King Square is a square in central London, in the St Luke's area of the London Borough of Islington. It is at the corner of Lever Street and Central Street, and shares in King Square Gardens to the west.

It is two green courtyards, one of a semi-private nature hemmed in by mid-rise blocks at the corner of Lever Street and Central Street; and King Square Gardens which takes the only street named as the 'Square', namely as its east side, and uses Lever Street and part of Goswell Road (designated part of the A1) for its other sides.

==Surroundings==
The square is surrounded by restaurants, cafeterias, a newsagent's, a florist shop, a pub and somewhat modernist, mid-rise housing. 19th century St Clement's Church stands in the corner of the square. On the other side of Central Street stands Thistle City Barbican Hotel.

==History==
The square originally lined with spacious housing for wealthy Londoners to live in a convenient distance from the City was laid out between 1822 and 1825 on land belonging to St Bartholomew's Hospital. It was named after King George IV, the ex-prince regent and constitutional monarch of the British Empire.

In 1824 the construction of a church at the square (then called St Barnabas) was completed. During Victorian times, the social composition of the area changed and the housing was occupied mostly by poorer Londoners, with houses divided into smaller flats. The area now occupied by the square was badly damaged during the Blitz and the houses were demolished in the 1950s.

It is now thought that Lenin stayed in King Square for a few weeks in 1907 while attending a conference of the Russian Social Democratic Labour Party (RSDLP).

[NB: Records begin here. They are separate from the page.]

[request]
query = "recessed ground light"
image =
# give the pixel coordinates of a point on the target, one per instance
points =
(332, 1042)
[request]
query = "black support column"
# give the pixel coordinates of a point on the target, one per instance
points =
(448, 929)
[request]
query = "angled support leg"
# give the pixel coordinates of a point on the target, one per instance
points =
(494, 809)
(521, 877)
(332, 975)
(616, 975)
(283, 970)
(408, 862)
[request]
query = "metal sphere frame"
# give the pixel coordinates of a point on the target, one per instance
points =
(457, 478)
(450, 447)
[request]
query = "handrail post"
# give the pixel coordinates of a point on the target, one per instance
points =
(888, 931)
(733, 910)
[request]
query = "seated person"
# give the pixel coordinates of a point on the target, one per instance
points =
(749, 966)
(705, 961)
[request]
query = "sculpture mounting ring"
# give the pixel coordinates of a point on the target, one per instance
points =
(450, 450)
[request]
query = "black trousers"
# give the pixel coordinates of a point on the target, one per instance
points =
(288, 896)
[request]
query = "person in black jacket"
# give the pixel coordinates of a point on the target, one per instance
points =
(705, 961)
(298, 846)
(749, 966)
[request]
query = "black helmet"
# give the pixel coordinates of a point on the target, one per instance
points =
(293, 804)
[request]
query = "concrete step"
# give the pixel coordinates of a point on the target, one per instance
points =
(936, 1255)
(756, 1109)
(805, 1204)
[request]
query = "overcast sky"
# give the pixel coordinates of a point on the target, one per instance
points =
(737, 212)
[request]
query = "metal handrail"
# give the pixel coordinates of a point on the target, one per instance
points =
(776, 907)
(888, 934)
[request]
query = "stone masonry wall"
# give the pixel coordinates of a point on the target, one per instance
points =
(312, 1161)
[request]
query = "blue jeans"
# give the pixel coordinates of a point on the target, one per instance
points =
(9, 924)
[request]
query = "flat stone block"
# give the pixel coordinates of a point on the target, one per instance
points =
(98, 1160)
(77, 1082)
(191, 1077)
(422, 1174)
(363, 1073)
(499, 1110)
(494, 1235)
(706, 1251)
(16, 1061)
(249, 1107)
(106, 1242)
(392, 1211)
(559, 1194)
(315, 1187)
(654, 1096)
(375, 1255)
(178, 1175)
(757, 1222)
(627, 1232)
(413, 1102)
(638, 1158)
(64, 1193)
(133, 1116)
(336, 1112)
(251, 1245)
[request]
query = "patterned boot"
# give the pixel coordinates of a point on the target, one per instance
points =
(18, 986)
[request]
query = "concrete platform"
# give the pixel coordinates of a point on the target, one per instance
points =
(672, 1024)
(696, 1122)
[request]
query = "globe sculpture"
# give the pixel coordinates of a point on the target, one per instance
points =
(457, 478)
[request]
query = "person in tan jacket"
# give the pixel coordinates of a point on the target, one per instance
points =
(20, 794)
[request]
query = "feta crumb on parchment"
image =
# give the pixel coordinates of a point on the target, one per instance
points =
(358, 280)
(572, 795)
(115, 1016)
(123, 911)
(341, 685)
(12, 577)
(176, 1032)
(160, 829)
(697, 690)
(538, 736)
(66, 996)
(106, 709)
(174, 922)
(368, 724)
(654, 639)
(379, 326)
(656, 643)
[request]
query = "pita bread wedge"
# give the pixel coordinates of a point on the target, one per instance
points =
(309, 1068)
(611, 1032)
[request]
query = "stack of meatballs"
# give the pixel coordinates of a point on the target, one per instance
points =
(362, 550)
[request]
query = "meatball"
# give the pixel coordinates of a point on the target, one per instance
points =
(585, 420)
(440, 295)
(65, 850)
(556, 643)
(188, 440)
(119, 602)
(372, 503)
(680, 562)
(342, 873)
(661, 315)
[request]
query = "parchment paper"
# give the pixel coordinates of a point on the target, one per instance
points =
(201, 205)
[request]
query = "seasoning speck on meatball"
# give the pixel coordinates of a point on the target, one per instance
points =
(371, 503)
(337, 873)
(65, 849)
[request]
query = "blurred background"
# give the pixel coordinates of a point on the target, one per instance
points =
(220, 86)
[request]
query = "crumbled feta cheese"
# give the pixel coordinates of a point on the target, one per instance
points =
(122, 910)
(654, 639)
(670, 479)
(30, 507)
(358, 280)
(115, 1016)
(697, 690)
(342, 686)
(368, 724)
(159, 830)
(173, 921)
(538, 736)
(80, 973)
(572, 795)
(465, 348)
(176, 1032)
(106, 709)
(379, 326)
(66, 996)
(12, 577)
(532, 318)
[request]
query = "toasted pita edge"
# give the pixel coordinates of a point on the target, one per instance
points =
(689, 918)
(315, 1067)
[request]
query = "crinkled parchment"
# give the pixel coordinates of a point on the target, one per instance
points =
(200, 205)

In 1959 Finsbury Borough Council ordered the construction of the King Square Estate surrounding the square; work was completed in 1965. The estate was designed by Emberton, Franck and Tardrew and built from pre-cast concrete. Turnpike House, the tallest tower was completed in 1965; it stands to the west of King Square Gardens, with a ground-level arch providing entrance to the park. President House, a collection of six-storey blocks, was built to the north of the park.

==Transport==
The nearest bus stops are located on the nearby Goswell Road (London Bus routes 4 and 56) as well as City Road (route 43). The square is approximately 10 minutes walk from Angel, Barbican, and Old Street tube stations, and 12 minutes from Farringdon station.